Era la una pero encontré un maxikiosco y volví con el pedido y un paquete de Chocolinas. Cuando terminamos, a las 4 de la mañana, habíamos computado 74 testimonios entre Boedo, Alberdi, Moreno y Caseros. Un área de ¡150 manzanas! Como cada uno incluía la dirección fue fácil bajar la información al plano. A los que afirmaban haber visto a los fantasmas los señalamos con una marca roja. Los que decían haber oído hablar del caso recibieron una marca naranja, y los que afirmaban no creer en absoluto que la historia fuese cierta, una marca amarilla.
Descubrimos que los testimonios afirmativos no sólo eran muchos menos que los que suponíamos sino también que se localizaban en un radio bastante reducido. Unas seis manzanas alrededor de la esquina de Viel y Vernet formando una especie de triángulo con un cuarto lado muy pequeño. Si bien el relevamiento permitió bajar las cosas un poco más a tierra, los interrogantes continuaban: ¿Por qué los testimonios afirmativos se restringían a una zona concreta en vez de esparcirse por todo Boedo? ¿Por qué esa zona, en vez de ser lindera, quedaba tan lejos del súper? En definitiva ¿había que creer en los fantasmas o eran una banda de fabuladores? Preguntas como “¿por qué?” o “¿para qué?” eran más difíciles de contestar. De todos modos, si había alguna respuesta tenía que estar en la “zona roja”, y para husmear sin despertar sospechas lo mejor era “encuestarla”. El problema era que Marisa tenía un poco de miedo, lo cual aproveché para tomarme ciertas revanchas. De ninguna manera podía ir yo, la que sabía el oficio era ella. Si yo pisaba en falso y me descubrían ¿quién sabe qué cosa era capaz de hacer esa gente? Marisa propuso jugarlo a los antónimos. Era un juego que teníamos entre nosotros, que consistía en responder una palabra con su antónimo o en su defecto, en caso de que no lo tuviera, con otra que se le opusiera de alguna manera no específica, pero que resultara convincente. A su vez el que proponía debía tener lista la siguiente palabra de manera inmediata. Un silencio de tres segundos significaba la derrota. A Marisa le encantaba ya que siempre conseguía ganarme. Pero esta vez yo tenía una táctica.
-Cristino –comencé.
-Cristina.
-Pelado.
-Peludo.
-Conexión interna.
-Conexión externa.
-Barbudo.
-......Bar...bada...
-Perdiste! Lampiño! Caíste en mi trampa. Yo sabía que si te tiraba palabras obvias ibas a relajarte y a confiarte.

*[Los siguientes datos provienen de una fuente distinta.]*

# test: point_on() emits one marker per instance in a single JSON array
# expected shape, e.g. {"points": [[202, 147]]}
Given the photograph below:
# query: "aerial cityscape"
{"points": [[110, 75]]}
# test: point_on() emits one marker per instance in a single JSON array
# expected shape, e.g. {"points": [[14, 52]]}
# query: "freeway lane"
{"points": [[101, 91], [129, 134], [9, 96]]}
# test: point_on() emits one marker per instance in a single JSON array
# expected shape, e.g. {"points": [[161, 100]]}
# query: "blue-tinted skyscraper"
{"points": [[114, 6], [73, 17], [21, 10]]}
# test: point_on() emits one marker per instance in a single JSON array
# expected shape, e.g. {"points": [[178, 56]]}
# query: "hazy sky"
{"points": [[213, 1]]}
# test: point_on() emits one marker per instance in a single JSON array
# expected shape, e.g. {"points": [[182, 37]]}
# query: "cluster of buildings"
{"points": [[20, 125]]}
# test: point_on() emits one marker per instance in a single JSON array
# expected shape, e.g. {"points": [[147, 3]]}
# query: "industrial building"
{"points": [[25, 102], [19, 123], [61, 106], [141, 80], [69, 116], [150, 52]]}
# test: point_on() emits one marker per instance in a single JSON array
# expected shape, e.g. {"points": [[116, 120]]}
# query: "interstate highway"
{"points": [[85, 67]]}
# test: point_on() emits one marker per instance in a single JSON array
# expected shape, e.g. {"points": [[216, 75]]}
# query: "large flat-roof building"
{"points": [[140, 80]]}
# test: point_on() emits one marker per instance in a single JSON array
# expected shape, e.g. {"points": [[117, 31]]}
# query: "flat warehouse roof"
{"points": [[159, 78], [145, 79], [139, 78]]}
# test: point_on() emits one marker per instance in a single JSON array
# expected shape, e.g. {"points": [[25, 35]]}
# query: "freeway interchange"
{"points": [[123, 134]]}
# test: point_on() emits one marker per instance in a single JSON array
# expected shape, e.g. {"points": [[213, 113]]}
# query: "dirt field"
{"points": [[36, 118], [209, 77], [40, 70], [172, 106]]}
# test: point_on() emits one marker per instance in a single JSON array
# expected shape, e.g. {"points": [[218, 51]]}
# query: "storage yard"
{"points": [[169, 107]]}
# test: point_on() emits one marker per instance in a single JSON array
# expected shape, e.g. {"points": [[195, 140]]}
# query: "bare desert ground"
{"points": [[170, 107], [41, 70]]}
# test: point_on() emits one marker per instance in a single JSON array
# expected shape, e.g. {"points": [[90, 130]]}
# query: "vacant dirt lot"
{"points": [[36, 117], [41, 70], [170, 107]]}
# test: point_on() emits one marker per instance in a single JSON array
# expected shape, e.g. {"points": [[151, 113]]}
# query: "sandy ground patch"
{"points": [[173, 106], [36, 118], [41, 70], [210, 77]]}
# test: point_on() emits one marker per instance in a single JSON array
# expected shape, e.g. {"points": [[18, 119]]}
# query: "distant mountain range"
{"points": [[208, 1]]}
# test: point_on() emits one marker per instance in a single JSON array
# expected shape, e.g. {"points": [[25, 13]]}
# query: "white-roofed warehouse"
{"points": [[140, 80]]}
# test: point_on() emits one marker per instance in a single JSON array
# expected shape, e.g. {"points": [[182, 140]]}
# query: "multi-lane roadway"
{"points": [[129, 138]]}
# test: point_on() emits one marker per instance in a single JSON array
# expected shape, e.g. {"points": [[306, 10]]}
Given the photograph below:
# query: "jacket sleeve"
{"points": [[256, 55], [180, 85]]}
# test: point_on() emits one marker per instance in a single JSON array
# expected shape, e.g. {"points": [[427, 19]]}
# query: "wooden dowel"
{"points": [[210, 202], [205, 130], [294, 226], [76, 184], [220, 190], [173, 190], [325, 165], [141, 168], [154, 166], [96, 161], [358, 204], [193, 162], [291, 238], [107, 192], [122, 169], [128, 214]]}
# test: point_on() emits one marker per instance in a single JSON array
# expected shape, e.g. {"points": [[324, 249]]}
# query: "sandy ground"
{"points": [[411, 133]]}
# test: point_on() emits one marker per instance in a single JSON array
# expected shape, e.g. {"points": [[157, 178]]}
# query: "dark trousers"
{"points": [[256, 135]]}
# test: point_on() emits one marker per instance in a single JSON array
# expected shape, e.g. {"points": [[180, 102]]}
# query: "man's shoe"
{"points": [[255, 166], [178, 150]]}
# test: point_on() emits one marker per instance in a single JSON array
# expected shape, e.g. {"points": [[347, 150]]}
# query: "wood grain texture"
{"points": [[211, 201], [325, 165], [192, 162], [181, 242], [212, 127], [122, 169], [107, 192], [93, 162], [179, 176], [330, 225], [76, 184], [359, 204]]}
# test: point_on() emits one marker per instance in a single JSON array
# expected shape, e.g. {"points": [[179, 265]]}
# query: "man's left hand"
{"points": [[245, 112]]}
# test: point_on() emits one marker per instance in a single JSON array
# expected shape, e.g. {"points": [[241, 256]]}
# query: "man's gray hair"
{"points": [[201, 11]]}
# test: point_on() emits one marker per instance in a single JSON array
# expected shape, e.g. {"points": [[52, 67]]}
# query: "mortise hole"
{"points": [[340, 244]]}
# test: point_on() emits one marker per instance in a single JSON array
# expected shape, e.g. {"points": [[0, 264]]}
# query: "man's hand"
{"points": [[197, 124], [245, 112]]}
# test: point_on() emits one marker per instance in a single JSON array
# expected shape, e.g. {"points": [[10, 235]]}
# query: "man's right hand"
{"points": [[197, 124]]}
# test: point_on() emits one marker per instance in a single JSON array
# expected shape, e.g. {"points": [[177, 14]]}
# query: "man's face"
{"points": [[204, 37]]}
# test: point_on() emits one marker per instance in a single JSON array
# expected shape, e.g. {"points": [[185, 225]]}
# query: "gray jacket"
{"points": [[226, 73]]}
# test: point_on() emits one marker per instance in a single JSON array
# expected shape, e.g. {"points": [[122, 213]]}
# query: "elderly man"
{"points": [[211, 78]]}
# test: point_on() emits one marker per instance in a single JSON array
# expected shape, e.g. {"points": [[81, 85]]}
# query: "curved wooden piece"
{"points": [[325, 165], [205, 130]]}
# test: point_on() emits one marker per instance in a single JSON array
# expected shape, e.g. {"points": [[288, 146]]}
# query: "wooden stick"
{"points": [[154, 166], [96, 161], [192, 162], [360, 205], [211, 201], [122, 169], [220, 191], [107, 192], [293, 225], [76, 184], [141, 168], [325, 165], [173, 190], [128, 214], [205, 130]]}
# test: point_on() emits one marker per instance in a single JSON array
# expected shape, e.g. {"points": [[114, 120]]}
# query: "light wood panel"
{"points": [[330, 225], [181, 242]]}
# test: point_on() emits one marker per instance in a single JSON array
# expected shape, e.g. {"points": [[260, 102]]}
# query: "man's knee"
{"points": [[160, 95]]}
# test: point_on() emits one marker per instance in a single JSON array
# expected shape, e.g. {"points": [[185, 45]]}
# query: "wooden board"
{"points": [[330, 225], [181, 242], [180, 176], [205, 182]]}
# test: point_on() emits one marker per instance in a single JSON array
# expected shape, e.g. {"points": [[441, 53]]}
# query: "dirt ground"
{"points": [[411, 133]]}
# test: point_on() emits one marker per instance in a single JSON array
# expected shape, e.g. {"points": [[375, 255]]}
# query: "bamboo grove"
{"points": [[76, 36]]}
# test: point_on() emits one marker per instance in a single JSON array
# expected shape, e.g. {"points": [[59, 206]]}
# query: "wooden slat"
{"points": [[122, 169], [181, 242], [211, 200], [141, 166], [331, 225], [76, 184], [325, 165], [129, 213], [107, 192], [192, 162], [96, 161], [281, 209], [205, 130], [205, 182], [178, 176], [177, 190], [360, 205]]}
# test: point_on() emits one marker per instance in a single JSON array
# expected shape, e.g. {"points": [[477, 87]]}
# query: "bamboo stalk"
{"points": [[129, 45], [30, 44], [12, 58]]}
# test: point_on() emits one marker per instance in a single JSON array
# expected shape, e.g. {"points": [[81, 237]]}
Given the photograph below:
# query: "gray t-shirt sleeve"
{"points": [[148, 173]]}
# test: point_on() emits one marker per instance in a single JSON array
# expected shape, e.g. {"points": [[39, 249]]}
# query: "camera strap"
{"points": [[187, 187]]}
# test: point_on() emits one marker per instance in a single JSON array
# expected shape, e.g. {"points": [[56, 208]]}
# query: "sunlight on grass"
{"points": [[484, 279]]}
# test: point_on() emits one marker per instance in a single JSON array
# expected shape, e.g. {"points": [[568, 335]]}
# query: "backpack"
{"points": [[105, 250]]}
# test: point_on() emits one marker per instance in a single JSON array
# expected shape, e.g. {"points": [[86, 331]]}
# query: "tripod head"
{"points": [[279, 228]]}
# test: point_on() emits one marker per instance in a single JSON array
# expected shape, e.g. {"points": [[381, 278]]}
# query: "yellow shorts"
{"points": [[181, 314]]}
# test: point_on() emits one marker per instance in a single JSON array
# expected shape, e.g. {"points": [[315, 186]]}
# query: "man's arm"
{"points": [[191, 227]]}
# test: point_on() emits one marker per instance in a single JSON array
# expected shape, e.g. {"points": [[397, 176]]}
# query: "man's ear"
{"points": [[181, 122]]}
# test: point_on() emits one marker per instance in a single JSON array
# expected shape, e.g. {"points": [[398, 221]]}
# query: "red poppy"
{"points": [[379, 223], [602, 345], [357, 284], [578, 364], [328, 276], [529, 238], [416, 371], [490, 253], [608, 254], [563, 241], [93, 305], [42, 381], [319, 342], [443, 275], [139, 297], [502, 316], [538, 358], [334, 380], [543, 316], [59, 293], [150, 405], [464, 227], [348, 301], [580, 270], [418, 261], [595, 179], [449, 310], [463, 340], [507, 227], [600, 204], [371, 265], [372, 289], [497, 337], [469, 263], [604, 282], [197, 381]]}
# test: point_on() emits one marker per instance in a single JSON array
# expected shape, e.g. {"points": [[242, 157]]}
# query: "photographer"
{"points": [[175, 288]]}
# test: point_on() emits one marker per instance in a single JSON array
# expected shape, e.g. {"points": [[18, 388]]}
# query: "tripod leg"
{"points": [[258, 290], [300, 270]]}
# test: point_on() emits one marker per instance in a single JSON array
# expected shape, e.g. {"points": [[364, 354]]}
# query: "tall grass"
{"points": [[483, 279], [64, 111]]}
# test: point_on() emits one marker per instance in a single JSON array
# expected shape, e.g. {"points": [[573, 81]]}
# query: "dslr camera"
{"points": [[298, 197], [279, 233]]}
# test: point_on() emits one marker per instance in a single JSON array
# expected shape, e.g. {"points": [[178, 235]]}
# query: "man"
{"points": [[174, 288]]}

-No fue por eso, es que me distraje.
-¡Tu abuela! Admití tu derrota. !Ja! !Gané, gané, gané al ta - te - ti! ¡Gloria y loor al nuevo campeón!
Al fin, saciado de vanidad merced a una oportuna danza celebratoria, le dije que obviamente iríamos juntos, que jamás se me había pasado por la mente dejar que se arriesgara sola. No respondió ni me aplicó su habitual codazo al hígado. Se quedó pensativa. Era la primera vez que perdía a los antónimos.